The authors further show that the diversity of different types of organisms have important roles to play in urban soils. For example, the biodiversity of soil invertebrates is especially important for supporting a high number of functions working at high levels of functioning in urban greenspaces, while that of microbes helps to support the basal levels of functioning.
Professor Haiyan Chu from the CAS said: “Considering their relatively larger body size, capacity to move and process soil and litter, the diversity of invertebrates should be regarded as engineer of urban soils.”
The study also highlights the role of the most common species in our soils in supporting multiple functions. Chu added: “Considering different aspects of soil biodiversity in urban planning is essential to ensure the sustainability of these ecosystems.”
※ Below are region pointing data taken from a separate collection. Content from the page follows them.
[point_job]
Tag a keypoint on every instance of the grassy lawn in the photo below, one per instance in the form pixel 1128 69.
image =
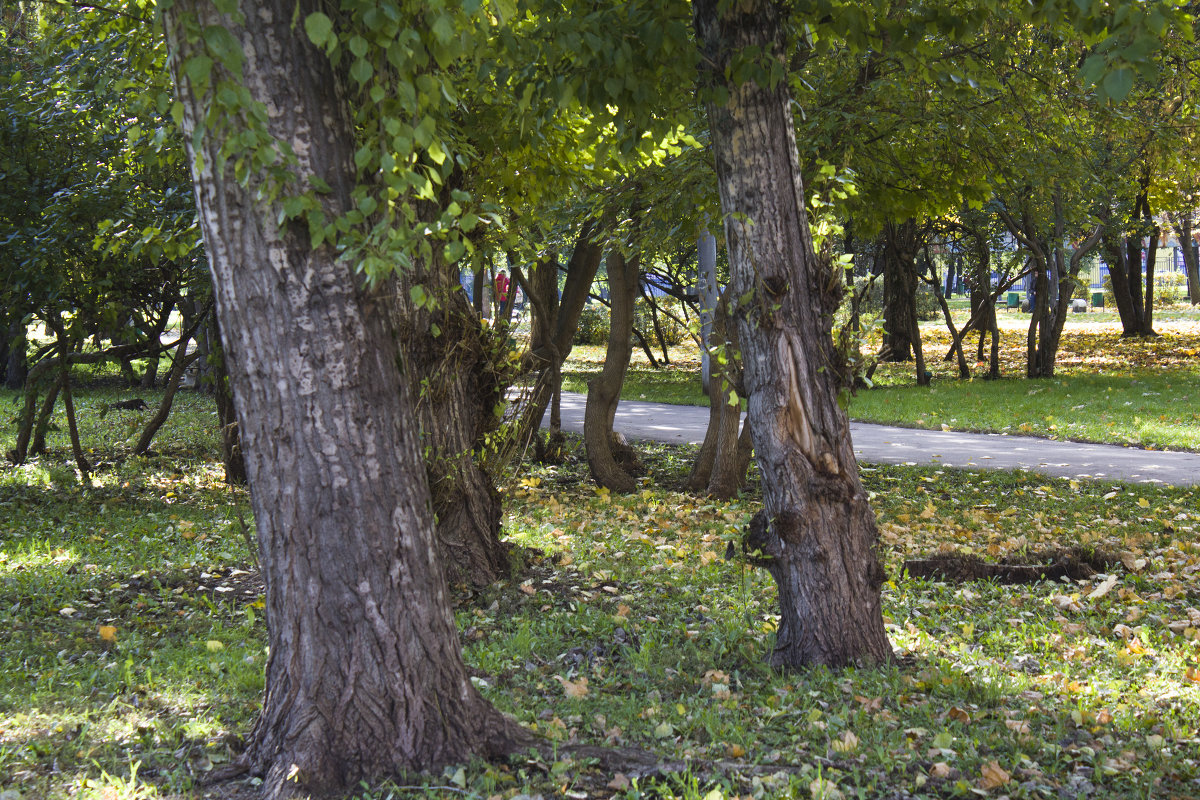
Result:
pixel 1144 392
pixel 133 639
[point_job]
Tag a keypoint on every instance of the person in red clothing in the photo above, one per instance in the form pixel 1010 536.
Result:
pixel 502 288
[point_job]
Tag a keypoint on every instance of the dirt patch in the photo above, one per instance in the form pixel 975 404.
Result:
pixel 1050 565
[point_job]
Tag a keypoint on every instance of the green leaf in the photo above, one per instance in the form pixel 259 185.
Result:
pixel 198 68
pixel 1119 83
pixel 361 71
pixel 319 29
pixel 225 47
pixel 436 152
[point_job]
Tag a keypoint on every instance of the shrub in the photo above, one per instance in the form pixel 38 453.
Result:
pixel 593 325
pixel 1170 288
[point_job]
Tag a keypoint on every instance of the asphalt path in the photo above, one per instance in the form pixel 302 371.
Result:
pixel 882 444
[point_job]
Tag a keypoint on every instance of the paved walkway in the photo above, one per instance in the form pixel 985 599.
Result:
pixel 889 445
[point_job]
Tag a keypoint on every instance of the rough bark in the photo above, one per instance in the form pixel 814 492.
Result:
pixel 720 468
pixel 232 457
pixel 72 426
pixel 900 247
pixel 604 391
pixel 816 530
pixel 1183 227
pixel 1048 319
pixel 365 675
pixel 454 359
pixel 547 356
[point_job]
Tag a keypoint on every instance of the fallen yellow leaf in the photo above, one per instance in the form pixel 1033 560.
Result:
pixel 993 776
pixel 846 744
pixel 574 689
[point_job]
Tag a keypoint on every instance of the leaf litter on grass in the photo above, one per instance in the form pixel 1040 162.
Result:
pixel 625 626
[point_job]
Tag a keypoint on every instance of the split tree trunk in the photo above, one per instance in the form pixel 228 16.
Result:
pixel 816 529
pixel 453 358
pixel 899 244
pixel 1183 226
pixel 365 675
pixel 547 354
pixel 606 452
pixel 724 457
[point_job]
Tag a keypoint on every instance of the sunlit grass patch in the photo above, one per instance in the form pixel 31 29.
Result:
pixel 625 625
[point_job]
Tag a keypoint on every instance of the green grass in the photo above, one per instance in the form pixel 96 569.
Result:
pixel 1158 410
pixel 634 595
pixel 1141 392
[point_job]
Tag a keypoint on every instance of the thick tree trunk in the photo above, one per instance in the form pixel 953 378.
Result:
pixel 816 529
pixel 1119 275
pixel 365 675
pixel 899 289
pixel 453 358
pixel 604 391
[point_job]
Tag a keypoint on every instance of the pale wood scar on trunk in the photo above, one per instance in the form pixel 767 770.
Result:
pixel 796 415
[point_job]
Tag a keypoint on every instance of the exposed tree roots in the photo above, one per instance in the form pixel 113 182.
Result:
pixel 1074 564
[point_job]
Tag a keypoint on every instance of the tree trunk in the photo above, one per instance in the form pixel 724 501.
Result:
pixel 1147 308
pixel 550 354
pixel 1119 276
pixel 899 289
pixel 720 467
pixel 174 378
pixel 15 362
pixel 707 293
pixel 1183 226
pixel 365 675
pixel 231 440
pixel 816 529
pixel 604 391
pixel 453 358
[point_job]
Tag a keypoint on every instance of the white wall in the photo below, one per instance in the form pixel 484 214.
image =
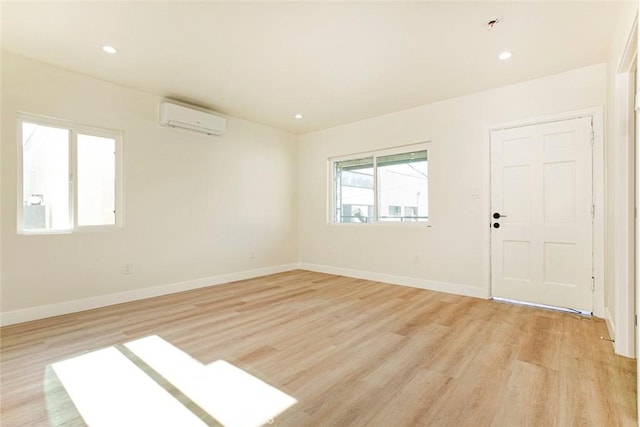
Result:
pixel 196 207
pixel 621 33
pixel 453 251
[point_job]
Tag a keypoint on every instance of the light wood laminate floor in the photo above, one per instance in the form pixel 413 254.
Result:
pixel 351 352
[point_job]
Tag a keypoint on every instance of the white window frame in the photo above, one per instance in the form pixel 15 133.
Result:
pixel 74 129
pixel 332 203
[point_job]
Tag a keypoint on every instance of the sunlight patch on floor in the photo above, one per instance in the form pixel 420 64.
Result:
pixel 110 390
pixel 229 394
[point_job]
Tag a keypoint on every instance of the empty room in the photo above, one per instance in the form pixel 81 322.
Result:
pixel 318 213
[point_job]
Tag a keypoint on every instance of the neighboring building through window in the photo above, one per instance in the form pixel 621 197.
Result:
pixel 69 176
pixel 377 187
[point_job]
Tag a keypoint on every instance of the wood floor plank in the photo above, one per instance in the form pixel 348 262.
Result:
pixel 352 352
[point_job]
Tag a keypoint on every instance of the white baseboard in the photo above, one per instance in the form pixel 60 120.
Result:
pixel 451 288
pixel 50 310
pixel 608 318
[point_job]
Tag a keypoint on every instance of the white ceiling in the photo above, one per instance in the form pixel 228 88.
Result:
pixel 333 62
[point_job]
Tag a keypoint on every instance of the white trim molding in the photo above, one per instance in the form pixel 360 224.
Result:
pixel 623 139
pixel 413 282
pixel 74 306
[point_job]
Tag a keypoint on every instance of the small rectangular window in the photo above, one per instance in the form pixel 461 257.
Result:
pixel 96 180
pixel 402 180
pixel 45 177
pixel 385 186
pixel 69 178
pixel 354 190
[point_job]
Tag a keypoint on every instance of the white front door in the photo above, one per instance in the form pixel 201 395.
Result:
pixel 541 189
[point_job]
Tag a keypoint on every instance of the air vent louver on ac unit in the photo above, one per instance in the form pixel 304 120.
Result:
pixel 179 116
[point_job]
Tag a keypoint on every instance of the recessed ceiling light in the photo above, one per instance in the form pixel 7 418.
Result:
pixel 109 49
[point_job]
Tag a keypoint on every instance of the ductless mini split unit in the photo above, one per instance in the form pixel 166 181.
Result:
pixel 181 117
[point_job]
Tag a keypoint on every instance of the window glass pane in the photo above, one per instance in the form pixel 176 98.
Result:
pixel 354 190
pixel 45 177
pixel 96 180
pixel 402 181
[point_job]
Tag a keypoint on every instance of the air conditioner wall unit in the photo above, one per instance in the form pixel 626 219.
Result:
pixel 181 117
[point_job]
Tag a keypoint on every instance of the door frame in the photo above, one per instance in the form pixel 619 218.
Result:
pixel 623 327
pixel 597 116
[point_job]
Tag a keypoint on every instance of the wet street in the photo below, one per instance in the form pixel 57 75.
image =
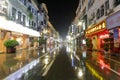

the importance of soil biome
Soil biodiversity supports the delivery of multiple ecosystem functions in urban greenspaces. This is the conclusion of a new study published in the journal Nature Ecology and Evolution. Unexpectedly, plant diversity had a limited capacity to influence soil ecosystem functions in urban greenspaces.
Dr Kunkun Fan from CAS advised: “Plants in urban greenspaces are often non-indigenous species, have come from elsewhere, often a different continent, and have been selected for their horticultural value rather than their capacity to improve surface soils.”
Chu highlighted: “Plant diversity is indispensable for other ecosystem services such as air purification, cooling, relaxation, and beautification, other than the basic ecosystem functions in natural ecosystems, and therefore, a fundamental component of urban greenspaces.”
Delgado Baquerizo said: “… both plant and soil biodiversity in urban greenspaces is key to support the sustainability of urban ecosystems and human well-being.”
An international team
To investigate the importance of soil biodiversity in supporting the maintenance of urban greenspaces, an international team of scientists conducted a standardised survey in urban greenspaces from 56 municipalities across six continents and collected data of 18 surrogates of ecosystem functions and thousands of species of soil microbes and fauna.
This work contributes to our knowledge of the role of soil organisms in terrestrial environments, which is one of the main goals of the Biodiversity and Ecosystem Functioning Lab at IRNAS-CSIC.